Przeprowadzka Meghan Markle i księcia Harry'ego od miesięcy elektryzuje ich fanów. Przypomnijmy, że byli royalsi najpierw zamieszkali w Kanadzie, jednak szybko podjęli decyzję o wyjeździe do Los Angeles. Miejsce nieprzypadkowe. Ponoć Meghan Markle nadal myśli o reaktywowaniu aktorskiej kariery, a "Miasto Aniołów" nadaje się do tego idealnie. Póki co nie słychać jednak o jej nowych projektach filmowych.
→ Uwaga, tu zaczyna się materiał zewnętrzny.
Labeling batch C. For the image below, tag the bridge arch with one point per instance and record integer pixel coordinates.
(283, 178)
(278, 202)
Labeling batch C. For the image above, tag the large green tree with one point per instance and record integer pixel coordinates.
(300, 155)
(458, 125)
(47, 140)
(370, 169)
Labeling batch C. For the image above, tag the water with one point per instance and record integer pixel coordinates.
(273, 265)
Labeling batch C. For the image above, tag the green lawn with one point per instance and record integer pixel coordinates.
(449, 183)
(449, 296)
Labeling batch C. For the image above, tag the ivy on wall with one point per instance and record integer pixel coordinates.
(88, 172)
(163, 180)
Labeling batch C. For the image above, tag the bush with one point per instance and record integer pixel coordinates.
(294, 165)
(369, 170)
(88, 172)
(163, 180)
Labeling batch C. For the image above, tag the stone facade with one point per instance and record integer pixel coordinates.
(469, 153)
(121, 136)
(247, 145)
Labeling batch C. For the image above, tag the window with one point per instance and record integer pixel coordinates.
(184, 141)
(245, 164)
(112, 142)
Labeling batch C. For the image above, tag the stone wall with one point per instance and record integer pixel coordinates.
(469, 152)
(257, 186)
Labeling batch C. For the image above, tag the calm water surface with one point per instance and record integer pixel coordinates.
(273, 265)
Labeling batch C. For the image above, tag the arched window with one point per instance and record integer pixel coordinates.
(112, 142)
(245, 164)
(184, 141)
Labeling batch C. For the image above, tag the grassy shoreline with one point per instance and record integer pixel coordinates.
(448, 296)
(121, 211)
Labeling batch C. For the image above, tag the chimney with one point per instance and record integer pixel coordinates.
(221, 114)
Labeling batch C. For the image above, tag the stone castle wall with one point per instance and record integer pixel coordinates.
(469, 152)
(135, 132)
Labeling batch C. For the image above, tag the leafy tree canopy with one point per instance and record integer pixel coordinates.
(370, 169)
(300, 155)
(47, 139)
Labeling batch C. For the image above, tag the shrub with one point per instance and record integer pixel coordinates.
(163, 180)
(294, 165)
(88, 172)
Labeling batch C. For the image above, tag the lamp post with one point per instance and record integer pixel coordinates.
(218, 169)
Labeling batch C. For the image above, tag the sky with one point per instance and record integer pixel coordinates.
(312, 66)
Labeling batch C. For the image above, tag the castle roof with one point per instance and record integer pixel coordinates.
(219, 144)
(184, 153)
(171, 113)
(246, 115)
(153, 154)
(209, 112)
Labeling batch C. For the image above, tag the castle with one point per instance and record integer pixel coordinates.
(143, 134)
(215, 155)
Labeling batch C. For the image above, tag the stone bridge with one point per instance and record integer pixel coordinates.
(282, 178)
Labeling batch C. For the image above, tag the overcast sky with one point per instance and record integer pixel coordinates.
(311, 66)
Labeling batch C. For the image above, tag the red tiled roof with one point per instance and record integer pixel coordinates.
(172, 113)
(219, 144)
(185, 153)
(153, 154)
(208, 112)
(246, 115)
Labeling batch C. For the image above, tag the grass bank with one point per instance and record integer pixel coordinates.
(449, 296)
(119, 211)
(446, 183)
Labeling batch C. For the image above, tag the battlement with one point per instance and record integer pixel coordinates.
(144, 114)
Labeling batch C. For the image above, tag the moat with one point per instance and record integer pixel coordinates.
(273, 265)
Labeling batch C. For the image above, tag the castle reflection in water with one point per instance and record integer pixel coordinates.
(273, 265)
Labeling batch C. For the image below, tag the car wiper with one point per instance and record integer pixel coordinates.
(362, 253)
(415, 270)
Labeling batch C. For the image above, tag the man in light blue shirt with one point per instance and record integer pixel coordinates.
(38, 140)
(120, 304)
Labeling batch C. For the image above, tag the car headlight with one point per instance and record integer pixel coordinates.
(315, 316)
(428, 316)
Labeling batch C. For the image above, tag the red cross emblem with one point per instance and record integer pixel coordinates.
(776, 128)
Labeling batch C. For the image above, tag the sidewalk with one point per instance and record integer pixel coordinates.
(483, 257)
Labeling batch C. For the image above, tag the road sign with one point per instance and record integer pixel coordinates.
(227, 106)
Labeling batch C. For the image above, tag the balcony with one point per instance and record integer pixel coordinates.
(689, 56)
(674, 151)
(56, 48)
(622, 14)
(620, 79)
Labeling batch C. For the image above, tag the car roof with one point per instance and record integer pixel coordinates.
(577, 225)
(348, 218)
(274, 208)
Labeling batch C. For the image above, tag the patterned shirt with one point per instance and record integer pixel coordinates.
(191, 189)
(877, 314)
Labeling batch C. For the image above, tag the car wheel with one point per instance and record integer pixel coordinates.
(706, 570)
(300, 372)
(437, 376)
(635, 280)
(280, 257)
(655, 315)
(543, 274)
Los Angeles wielu osobom kojarzy się z luksusowymi willami. Zagraniczne media wielokrotnie spekulowały już, na jaką posiadłość zdecydują się Meghan Markle i książę Harry. Swego czasu mówiono nawet o domu wynajmowanym wcześniej przez Kylie Jenner. Jak donosi Daily Mail, rodzice Archiego zamieszkali w willi, która należy do aktora Tylera Perry'ego. Nieruchomość jest warta 18 milionów dolarów i jak można się domyślać, opływa w luksusy. Jednym z nich jest ogromny basen. W domu znajduje się osiem sypialni i aż 12 łazienek. Posiadłość leży na terenie strzeżonego osiedla w dzielnicy Beverly Hills.
Co ciekawe, nie ma żadnej informacji o tym, żeby Tyler Perry sprzedał swoją willę. Meghan Markle i książę Harry muszą więc wynajmować posiadłość lub być gośćmi aktora. Internautów zaskoczyła znajomość byłej książęcej pary z 50-letnim gwiazdorem. W sieci na próżno szukać ich wspólnych zdjęć. Niektóre media twierdzą, że Meghan i Harry poznali się z Tylerem przez wspólną znajomą - Oprah Winfrey. Dodajmy, że ich sąsiadami są obecnie między innymi Mark Wahlberg i Sylvester Stallone. Szybko zadomowili się w hollywoodzkim światku.